Der 76-jährige Biden steht für den moderaten Flügel der Partei. Er inszeniert sich in Abgrenzung zu Trump als einende Kraft nach innen und als angesehener Staatenlenker nach außen. Vorkämpfer des linken Lagers sind hingegen Sanders und Warren, die in bundesweiten Umfragen etwa gleichauf hinter Biden liegen.

Sanders begeistert seine Anhänger mit authentischen Aktionen. Kürzlich reiste er mit dem Bus über die kanadische Grenze, um Insulin für einen Bruchteil des US-Preises einzukaufen. Die ehemalige Harvard-Professorin Warren gilt als „Die mit dem Plan” und legt ein Konzept nach dem anderen vor, für eine Vermögenssteuer, den Abbau von Studienschulden, oder eine Zerschlagung von Tech-Konzernen. In Iowa überholte sie Sanders zuletzt in Umfragen und verringerte den Abstand zu Biden.

Sanders und Warren verbindet eine lange Freundschaft, bisher vermieden sie es, sich offen zu attackieren. Das könnte mit der aktuellen Debatte, in der es mehr denn je um Abgrenzung und Wiedererkennung geht, vorbei sein.

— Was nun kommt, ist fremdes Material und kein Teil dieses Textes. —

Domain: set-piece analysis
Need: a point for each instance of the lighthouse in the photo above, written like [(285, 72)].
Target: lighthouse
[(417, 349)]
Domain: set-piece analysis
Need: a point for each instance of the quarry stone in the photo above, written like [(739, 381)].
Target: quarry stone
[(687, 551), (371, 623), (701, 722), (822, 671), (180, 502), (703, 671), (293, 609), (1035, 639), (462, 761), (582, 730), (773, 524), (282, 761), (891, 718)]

Streitthemen gibt es genug: Die Spaltung der Partei ist greifbar, ob in der Gesundheits-, Flüchtlings- oder Steuerpolitik. Die Kluft zwischen dem Partei-Establishment und progressiven Meinungsführern ist offen aufgerissen, etwa beim Thema Klimawandel und der Frage, wie radikal man dagegen vorgehen will.

Ängste vor einer drohenden Rezession können außerdem die Wirtschaftspolitik in den Mittelpunkt rücken, in der sich die Bewerber teilweise deutlich voneinander unterscheiden, etwa bei der Besteuerung von Vermögenden oder dem Blick auf internationalen Handelsabkommen.

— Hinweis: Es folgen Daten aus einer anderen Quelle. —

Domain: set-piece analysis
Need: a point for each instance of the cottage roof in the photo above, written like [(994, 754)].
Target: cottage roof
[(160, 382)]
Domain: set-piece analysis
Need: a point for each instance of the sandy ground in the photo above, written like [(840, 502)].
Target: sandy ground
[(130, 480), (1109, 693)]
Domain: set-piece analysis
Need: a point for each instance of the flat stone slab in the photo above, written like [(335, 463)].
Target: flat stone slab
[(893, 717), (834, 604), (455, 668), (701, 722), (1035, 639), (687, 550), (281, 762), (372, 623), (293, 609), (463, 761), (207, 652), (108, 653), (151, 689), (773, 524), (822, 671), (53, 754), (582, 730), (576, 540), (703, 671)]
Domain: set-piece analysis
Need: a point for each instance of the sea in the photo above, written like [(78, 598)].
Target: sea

Der Kampf gegen Waffengewalt ist Konsens, doch Bewerber mit vielen ländlichen Wählern, etwa die Senatorin Amy Klobuchar, dürften sich mit allzu weitreichenden Vorschlägen zurückschrecken. Bei den Reizthemen Einwanderung und Bürgerrechte konnten in der Vergangenheit vor allem Harris, der Afroamerikaner Cory Booker oder der Latino Julián Castro punkten.

Interessant wird es auch, zu beobachten, ob und wie sich der Texaner Beto O’Rourke aus seiner Abseits-Position herausmanövrieren will. Und der zuvor unbekannte Unternehmer Andrew Yang fährt allein mit seiner Teilnahme einen Achtungserfolg ein. Er will Millionen Bürger mit einer Art Grundeinkommen gegen die Automatisierung der Wirtschaft absichern will – ein Thema, das offenbar einen Nerv trifft.

In Zeiten hoher Social-Media-Reichweiten mögen Fernsehdebatten veraltet wirken, doch ihr Einfluss ist nicht zu unterschätzen. Bei einer der vergangenen TV-Runden im Juni schalteten 18 Millionen Zuschauer ein, zusätzliche neun Millionen Menschen verfolgten die Debatte im Netz. Und da ein Großteil der Demokraten-Anhänger unentschlossen ist, kann jedes Fernseh-Spektakel entscheidende Prozentpunkte in der Zustimmung bringen. Oder eben kosten.